Sep 25, 2016 04:00 AM EDT

A new research has revealed that the amount of atmospheric oxygen has dropped over the past million years or so. Is it something to be worried about?

Scientists of Princeton University gathered some ancient ice core samples from Antarctica and Greenland to explain this drop. Their findings were published in the journal Science.

In detail, the world has lost 0.7 percent atmospheric oxygen over the past 800,000 years. Even more alarming is the oxygen sink, processes that removed oxygen from the air, are even consuming bigger what the sources of oxygen have given out; 1.7 percent to be exact.

According to the researchers, there are two possible reasons for this. First, it is because of the increasing amount of pyrite by either Neogene cooling or increasing Pleistocene erosion rates over the past years.

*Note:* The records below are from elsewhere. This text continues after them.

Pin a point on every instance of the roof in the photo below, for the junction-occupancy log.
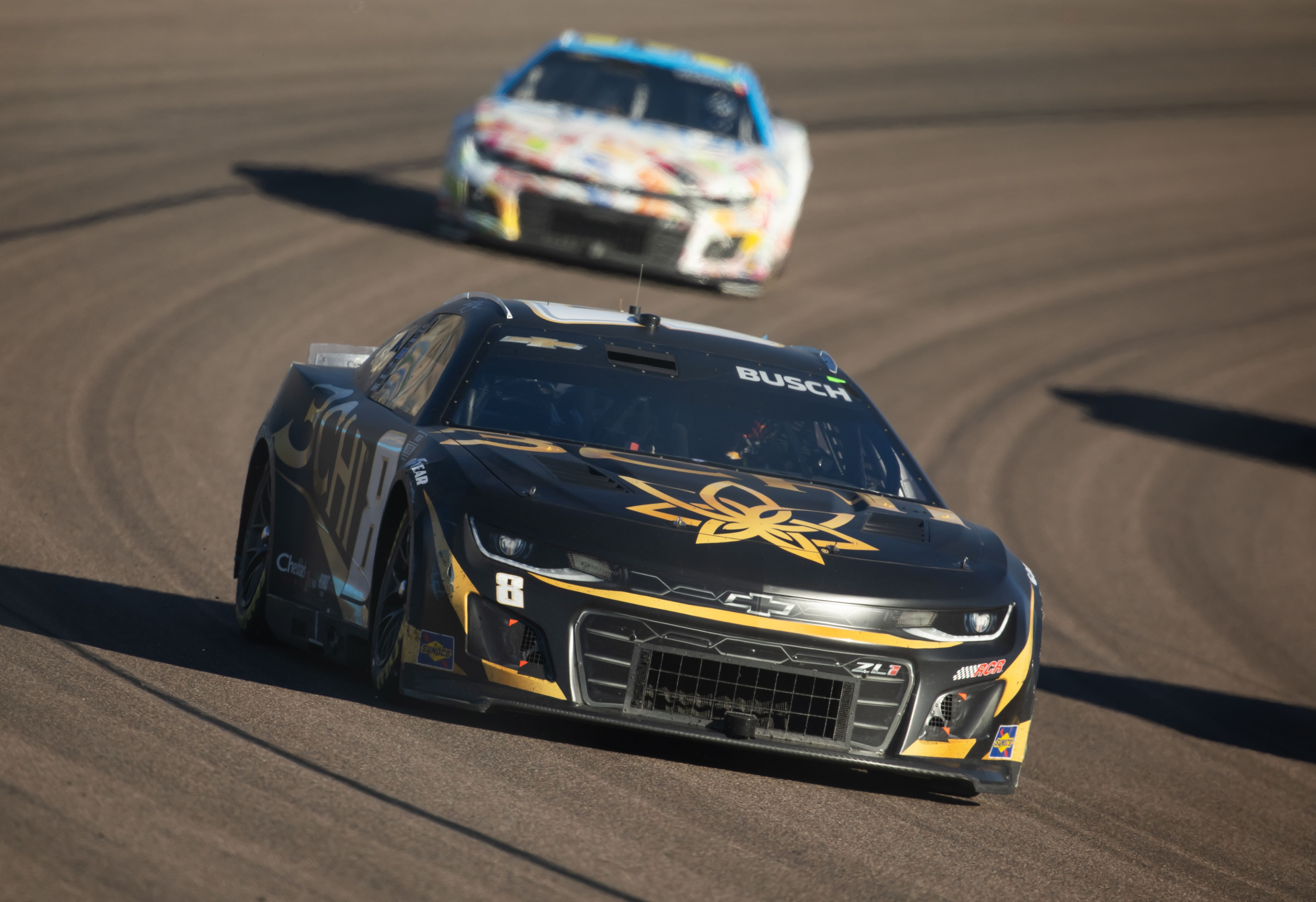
(739, 76)
(573, 315)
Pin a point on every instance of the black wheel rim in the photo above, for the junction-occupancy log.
(393, 600)
(256, 547)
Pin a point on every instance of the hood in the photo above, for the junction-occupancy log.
(738, 530)
(618, 153)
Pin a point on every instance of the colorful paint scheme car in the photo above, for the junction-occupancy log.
(643, 523)
(628, 154)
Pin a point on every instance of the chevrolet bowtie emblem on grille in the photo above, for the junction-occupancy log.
(724, 516)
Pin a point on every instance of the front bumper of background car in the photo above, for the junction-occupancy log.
(687, 238)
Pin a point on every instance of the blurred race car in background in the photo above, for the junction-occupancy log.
(631, 154)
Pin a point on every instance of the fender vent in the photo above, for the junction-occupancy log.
(914, 529)
(580, 474)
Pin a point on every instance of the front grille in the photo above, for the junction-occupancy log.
(706, 689)
(626, 237)
(609, 661)
(601, 233)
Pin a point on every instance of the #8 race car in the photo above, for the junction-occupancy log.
(643, 523)
(628, 154)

Erosion exposes pyrite and other organic carbon into air. Previous studies have shown pyrite and organic carbon react with oxygen, causing it to be absorbed from the air.

Another explanation is the increasing microbe activity of ocean-consuming organisms, as brought by a cooling ocean.

"Alternatively, when the ocean cools, as it has done over the past 15 million years, before fossil fuel burning, the solubility of oxygen in the ocean increases. That is, the oceans can store more oxygen at colder temperatures for a given concentration of oxygen in the atmosphere," University geologist Daniel Stolper told Live Science.

As a result, oxygen-dependent microbes in the ocean and in sediments (areas that are often with less oxygen) can then become more dynamic and their rates of consuming this oxygen will become ultimately high, leaving less of it in the atmosphere.

Talking to Gizmodo, Stolper also said long term climate change could drive more cooling oceans.

So, is this something the people depending on oxygen should be worried about? Stolper told Gizmodo although we are consuming oxygen at a rate a factor of a thousand times faster than before, we are still not running out of oxygen to breathe, noting in the study that the depletion of oxygen is comparable to riding an elevator to the 30th floor of a building.